1.) Emphasize role-playing & fun. People should have opportunity and motive
for role-playing. For example, tales of great events should be circulated
throughout the land. After a noteable event, a unit can write a play-by-play,
and this would be heard by players at the local inns. The tale readership would
be able to reward the character that increases their enjoyment of the game.
Yes, this makes the game somewhat into a story-writing exercise, but since it's
a distributed effort I'm willing to write 2 paragraphs to get back 5 pages of
exploits.

2.) Get rid of large factions. The PC is the player's focal point, and the
only place where a player can initiate new actions. He can order a follower to
go to another town, kill someone, and return, but wouldn't be able to view the
progress or alter the commands until the PC and the follower are in the same
location. Also, players would gain followers only as they gain experience and
glory, not by buying them. Thus, a beginning player might just have one
sidekick, while an established well-known heor might have 7-8 friends. However,
each is a single-man group, with different skills and training, and due to the
single focal-point approach, would probably be at the PC's side almost
constantly (note: armies to come later)

3.) Limit inter-player communication - no email addresses given out, no
communication outside the game, only talking when in the same location.
Violators banished. In this way, no-one (like myself and Oleg!) can give out
the Pearls of knowledge to be found in Olympia. In this way, the exploration
aspect is emphasized. This would be hard to enforce, but I think throughout
the game there needs to be a stress on fair play, and evictions where necessary.

4.) Armies - a player can recruit armies to serve him, but only up to his
military leadership skill (with subleaders). These men would come in legions
(say 10 men each). At level 1, you can control 1 legion. At level 2, you can
control 2 level 1 seargents each controlling 2 legions. At level 8, you can
control 2 4's, each controlling 2 2's, they control 2 1's each, with a legion.
The legions can come in many flavors (archers, skeletons, goblins, fairies,
etc), each with it's own strength. These units should only be skilled in
combat-related skills, only get stronger through combat, never study or work
for money, and crave pillage. The idea is that those who want to sack towns
can go ahead and do that, and set themselves up as kings, while other
people with other goals won't mess with armies. BTW, because of the limited
player locus of control, a King of many cities would require Dukes to control
some of the cities for him, setting the stage for intrigue. Several skills
(forestry, necromancy, etc). should provide bootstrap armies - units easily
obtained but hard to maintain, so that a player could attempt to capture his
first city and then begin his revolution off the newly won pillage.

5.) Player-contributed creativity - make the players come up with some of the
tasks to be accomplished.
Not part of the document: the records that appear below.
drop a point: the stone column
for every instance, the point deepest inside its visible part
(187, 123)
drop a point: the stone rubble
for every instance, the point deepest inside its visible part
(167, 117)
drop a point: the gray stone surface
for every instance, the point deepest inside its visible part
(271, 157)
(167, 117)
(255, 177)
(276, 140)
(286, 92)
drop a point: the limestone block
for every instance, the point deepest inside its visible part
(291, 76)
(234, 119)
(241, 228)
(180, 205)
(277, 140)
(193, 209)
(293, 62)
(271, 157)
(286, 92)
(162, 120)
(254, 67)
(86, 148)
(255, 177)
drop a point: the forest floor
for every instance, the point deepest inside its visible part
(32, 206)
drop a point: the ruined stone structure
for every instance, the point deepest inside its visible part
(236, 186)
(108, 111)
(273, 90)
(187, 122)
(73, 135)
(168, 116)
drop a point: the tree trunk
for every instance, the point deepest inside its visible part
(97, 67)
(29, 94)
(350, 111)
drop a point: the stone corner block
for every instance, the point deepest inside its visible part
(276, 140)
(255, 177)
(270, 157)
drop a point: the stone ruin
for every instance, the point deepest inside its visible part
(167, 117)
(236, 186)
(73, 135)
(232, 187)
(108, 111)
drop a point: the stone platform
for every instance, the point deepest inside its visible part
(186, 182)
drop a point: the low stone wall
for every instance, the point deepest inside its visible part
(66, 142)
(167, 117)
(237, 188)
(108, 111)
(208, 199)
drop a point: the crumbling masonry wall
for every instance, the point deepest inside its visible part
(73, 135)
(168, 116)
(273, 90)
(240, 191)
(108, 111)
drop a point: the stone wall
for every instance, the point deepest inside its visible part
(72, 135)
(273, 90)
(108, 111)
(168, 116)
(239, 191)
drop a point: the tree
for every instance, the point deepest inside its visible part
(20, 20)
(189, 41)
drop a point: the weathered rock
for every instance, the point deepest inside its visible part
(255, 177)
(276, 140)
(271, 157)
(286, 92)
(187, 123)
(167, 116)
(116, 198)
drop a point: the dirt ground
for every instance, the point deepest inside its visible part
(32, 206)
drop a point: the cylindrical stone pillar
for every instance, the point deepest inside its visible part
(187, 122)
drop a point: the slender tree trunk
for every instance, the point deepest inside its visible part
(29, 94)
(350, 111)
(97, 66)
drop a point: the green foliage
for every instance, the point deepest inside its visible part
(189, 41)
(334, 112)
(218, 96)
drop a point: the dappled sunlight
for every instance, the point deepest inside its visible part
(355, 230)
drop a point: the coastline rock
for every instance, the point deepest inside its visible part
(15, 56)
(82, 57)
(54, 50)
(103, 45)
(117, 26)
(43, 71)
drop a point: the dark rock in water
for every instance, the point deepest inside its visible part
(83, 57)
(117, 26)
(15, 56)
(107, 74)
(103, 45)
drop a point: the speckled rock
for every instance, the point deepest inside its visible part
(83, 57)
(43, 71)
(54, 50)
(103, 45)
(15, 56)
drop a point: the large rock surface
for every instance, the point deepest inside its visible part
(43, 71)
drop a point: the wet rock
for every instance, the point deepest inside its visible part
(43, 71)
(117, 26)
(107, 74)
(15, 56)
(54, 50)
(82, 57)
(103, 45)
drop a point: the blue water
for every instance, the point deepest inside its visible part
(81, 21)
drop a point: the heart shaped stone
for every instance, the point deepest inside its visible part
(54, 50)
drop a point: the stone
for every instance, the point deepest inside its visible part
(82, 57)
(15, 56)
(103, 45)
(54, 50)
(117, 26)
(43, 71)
Long-standing players who have learned the system,
and gathered glory along their way, would be elevated to diety-hood upon death
(those who want can commit suicide to become a diety when they tire of mortal
life and have sufficient glory). These units would have far-ranging abilities -
create monsters, items, quests and legends to test the mettle of players, send
in the orc hoards, and in general add the depth to the game. Gods that please
the masses (either through help or through stimulating challenges) would get
more glory and increased powers. Those that smash the weak unmercifully, not
giving them a chance, or play Monty Haul granting ridiculous gifts to players
would lose power and eventually be cast down from heaven into /dev/null.

6.) Make learning experience-based instead of money-based. Players get
experience from defeating monsters, discovering long-lost cities, opening up
trade routes, and in general the same ways as most RPGs. Maintenance costs
go away (though your henchmen get a cut of the money made which is used for
their own betterment, not necessarily yours), and study time is replaced by
spending experience on skills. Now, if the PC wants to get strong, he's got to
go out there and get his hands dirty, killing those orcs and ambushing those
newbies.

So what do people think. Yes, this is a very different feel for the game, and
probably require lots of time from Rich, but I think it would yield a much more
fun game, along the lines of living a fantasy novel.